Occupa un posto eccentrico Arturo Zavattini nella storia della fotografia. In realtà, se volessimo provare a sfogliare un album che racchiuda la sua produzione, se volessimo estrapolare un esprit dalle sue immagini, rimarremmo sconcertati. Perché il viaggio visivo a cui invita Zavattini, schivo figlio di Cesare che proprio al padre deve la sua passione per l’immagine non solo cinematografica (fu lui a regalargli la prima macchina fotografica), procede a zig zag, invertendo spesso la marcia: affonda sì nei luoghi con un tuffo immersivo, ma lascia anche improvvisi spazi liberi per riempire quella «geografia» che scorre davanti agli occhi.
Così, dalla Lucania attraversata insieme a Ernesto De Martino ai bambini di Bangkok (piccola misura di civiltà che si staglia spesso davanti a «soglie»), fino alla Cuba delle danze di campagna o agli incontri casuali con Che Guevara, per finire con gli «affreschi» delle pause lavorative nei set del cinema, il mosaico composto da questo reporter ha un sapore antropologico, mescolato a uno creativo/artistico venato di reminiscenze tratte da film.
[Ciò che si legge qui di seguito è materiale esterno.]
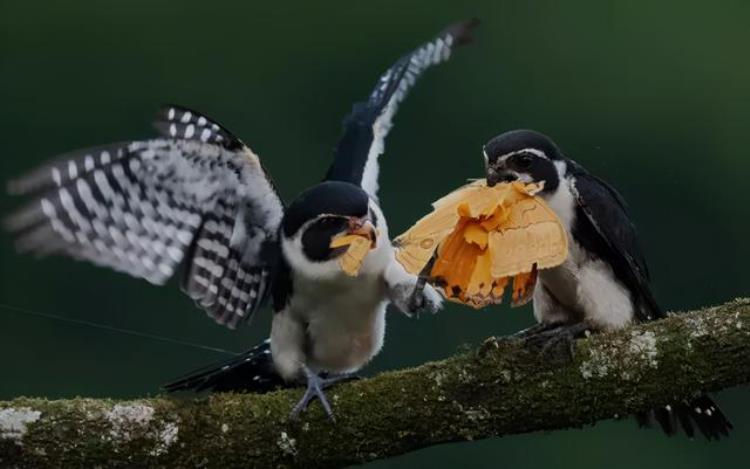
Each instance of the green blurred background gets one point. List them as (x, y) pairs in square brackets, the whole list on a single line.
[(653, 96)]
Un bel cocktail da decrittare per lo spettatore, che può evitare di incagliarsi, affidandosi a un primitivo stupore. Arturo Zavattini non dà solo testimonianza, ma produce mondo ignoto: molto della ruvida vita che toccava ai contadini dell’Italia demartiniana, in quel magico 1952, l’abbiamo imparata dai suoi scatti.
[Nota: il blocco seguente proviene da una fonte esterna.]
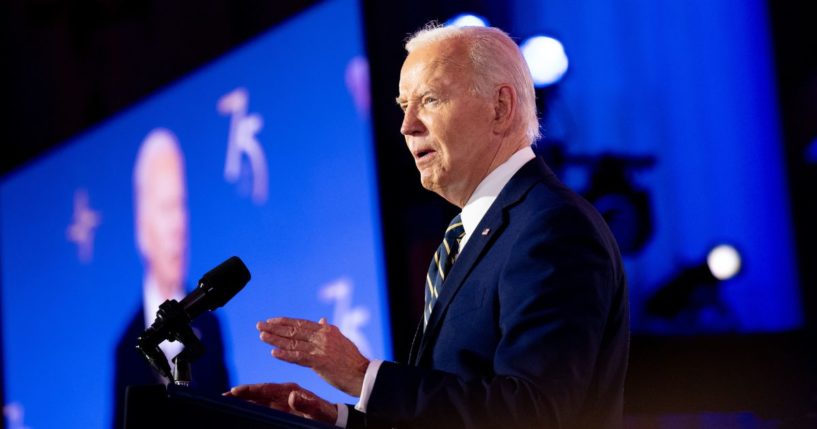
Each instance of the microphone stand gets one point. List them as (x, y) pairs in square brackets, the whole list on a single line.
[(171, 324)]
La bella mostra romana che il Museo Nazionale delle Arti e tradizioni Popolari di Roma gli dedica (visitabile fino al 28 marzo, a cura di Francesco Faeta e Giacomo Daniele Fragapane) si concentra su un unico decennio: quello che va dagli anni 50 ai 60, mentre il libro di Contrasto che accompagna l’esposizione tenta un catalogo generale dell’opera di questo particolarissimo fotografo, nato a Luzzara nel 1930. Carattere non certo votato alla mondanità e alla promozione di se stesso, Zavattini ha custodito nel suo archivio personale molte pellicole e una grande parte di mondo è rimasta per cinquant’anni inedita e invisibile. Alcune di quelle immagini escono dal’oscurità che le aveva inghiottite e divengono «pubbliche» per la prima volta, stampate in occasione di questa rassegna: come spiega la direttrice del museo Maura Picciau, «emergono da un silenzio lungo quasi mezzo secolo».